Visa Inc. on Thursday delivered a rebuke to the Department of Justice’s antitrust lawsuit attempting to block its $5.3 billion acquisition of Plaid Inc., calling the lawsuit “legally flawed and contradicted by the facts.”
The Department of Justice, which had filed the suit hours earlier, charges that Visa’s deal for Plaid is an effort to stifle competition in debit networking by acquiring an entity whose technology could enable it to challenge what the DoJ sees as Visa’s dominance in that market.
“American consumers and business owners increasingly buy and sell goods and services online, and Visa—a monopolist in online debit services—has extracted billions of dollars from those transactions,” assistant attorney general Makan Delrahim of the Justice Department’s Antitrust Division says in a prepared statement. “Now, Visa is attempting to acquire Plaid, a nascent competitor developing a disruptive, lower-cost option for online debit payments. If allowed to proceed, the acquisition would deprive American merchants and consumers of this innovative alternative to Visa and increase entry barriers for future innovators.”
Visa announced in January it had struck a deal to acquire Plaid, an 8-year-old company that connects nonbank payments providers such as Stripe and Venmo with consumers’ bank accounts, with consumers’ permission, to aggregate spending data, look up balances, and verify other personal financial information. Those connections, also known as open banking, are vital links for fintechs seeking to enable such services as peer-to-peer payments, online banking, and digital investing.
One of the biggest players in open banking, Plaid has connections to 200 million consumer bank accounts and 11,000 U.S. banks, according to the DoJ.
In its response to the lawsuit, Visa argues the DoJ misunderstands both Plaid’s business and the ultra-competitive landscape in which it operates.
“The combination of Visa and Plaid will deliver substantial benefits for consumers seeking access to a broader range of financial-related services, and Visa intends to defend the transaction vigorously,” Visa says in its statement. “As we explained to the DoJ, Plaid is not a payments company. Visa’s business faces intense competition from a variety of players—but Plaid is not one of them. Plaid is a data network that enables individuals to connect their financial accounts to the apps and services they use to manage their financial lives, and its capabilities complement Visa’s. Together, Visa and Plaid will deliver better digital experiences and more choice for consumers in managing their money and financial data. Visa is confident that this transaction is good for consumers and good for competition.”
Visa could not be reached for further comment.

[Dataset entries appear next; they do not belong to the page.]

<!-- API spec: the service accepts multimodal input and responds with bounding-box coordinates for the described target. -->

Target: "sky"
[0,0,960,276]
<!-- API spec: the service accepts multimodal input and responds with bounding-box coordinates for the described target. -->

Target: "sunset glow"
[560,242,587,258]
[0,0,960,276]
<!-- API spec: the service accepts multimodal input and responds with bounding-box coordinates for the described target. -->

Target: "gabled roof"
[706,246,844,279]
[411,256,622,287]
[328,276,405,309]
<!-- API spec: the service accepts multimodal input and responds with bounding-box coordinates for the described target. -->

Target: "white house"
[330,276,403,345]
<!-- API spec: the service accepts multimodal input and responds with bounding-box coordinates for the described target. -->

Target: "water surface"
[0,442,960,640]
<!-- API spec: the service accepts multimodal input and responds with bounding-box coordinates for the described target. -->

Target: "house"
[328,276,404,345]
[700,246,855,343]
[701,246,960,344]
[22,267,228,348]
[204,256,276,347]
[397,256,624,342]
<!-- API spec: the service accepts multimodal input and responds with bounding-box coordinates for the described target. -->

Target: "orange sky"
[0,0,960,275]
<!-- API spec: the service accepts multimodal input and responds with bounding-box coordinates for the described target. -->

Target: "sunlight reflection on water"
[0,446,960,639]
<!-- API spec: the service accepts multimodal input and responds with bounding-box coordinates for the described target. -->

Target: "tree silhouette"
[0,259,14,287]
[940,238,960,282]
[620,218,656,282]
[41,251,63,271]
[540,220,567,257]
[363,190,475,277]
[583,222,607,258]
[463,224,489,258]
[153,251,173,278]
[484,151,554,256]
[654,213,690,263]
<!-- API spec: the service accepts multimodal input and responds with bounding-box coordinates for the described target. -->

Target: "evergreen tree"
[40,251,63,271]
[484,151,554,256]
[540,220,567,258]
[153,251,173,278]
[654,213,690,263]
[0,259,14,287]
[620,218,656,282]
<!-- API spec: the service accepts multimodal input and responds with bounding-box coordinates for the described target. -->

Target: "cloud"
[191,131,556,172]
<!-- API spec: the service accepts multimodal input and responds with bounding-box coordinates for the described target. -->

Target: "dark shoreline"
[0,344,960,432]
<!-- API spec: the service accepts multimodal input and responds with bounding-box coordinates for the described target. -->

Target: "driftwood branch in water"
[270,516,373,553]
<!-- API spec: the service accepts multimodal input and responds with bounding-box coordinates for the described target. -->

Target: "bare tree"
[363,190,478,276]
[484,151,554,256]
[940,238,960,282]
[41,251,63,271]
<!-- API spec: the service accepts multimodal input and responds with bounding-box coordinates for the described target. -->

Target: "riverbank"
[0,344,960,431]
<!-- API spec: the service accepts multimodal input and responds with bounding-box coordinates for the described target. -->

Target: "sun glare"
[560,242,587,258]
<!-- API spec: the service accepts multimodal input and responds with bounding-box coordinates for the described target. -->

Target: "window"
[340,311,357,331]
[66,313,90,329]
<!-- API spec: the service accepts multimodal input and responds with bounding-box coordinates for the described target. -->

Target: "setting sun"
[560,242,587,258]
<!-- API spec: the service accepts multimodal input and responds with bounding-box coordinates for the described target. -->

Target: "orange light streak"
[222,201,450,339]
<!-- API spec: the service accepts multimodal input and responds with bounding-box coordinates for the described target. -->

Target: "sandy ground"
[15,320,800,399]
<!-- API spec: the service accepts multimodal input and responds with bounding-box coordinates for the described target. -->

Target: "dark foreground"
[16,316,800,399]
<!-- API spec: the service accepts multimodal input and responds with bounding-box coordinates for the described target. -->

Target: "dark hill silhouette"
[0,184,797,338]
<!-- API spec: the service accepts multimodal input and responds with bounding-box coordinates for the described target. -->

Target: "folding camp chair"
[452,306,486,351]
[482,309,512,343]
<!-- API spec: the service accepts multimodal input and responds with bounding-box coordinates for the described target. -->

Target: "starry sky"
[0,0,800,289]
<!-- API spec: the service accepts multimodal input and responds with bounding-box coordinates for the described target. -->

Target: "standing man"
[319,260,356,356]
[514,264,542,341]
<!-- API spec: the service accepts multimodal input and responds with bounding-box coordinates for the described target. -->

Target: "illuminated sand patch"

Despite Visa’s claims, Plaid’s size and reach are most likely what triggered the DoJ’s theory that the acquisition by Visa violates antitrust law, says Patricia Hewitt, principal at PG Research & Advisory Services, a Savannah, Ga.-based consultancy.
“There is increasing value in organizations to get to depository accounts and affect transactions in those accounts,” Hewitt says. “What Plaid does is connect disparate entities to bank accounts and other authentication services. The acquisition of Plaid by Visa could lock out a lot of competition in open banking.
“Visa has always been an aggressive competitor and it looks for contractual exclusivity in its business arrangements,” she adds. “The DoJ is obviously looking hard at the antitrust implications of Visa’s planned acquisition of Plaid.”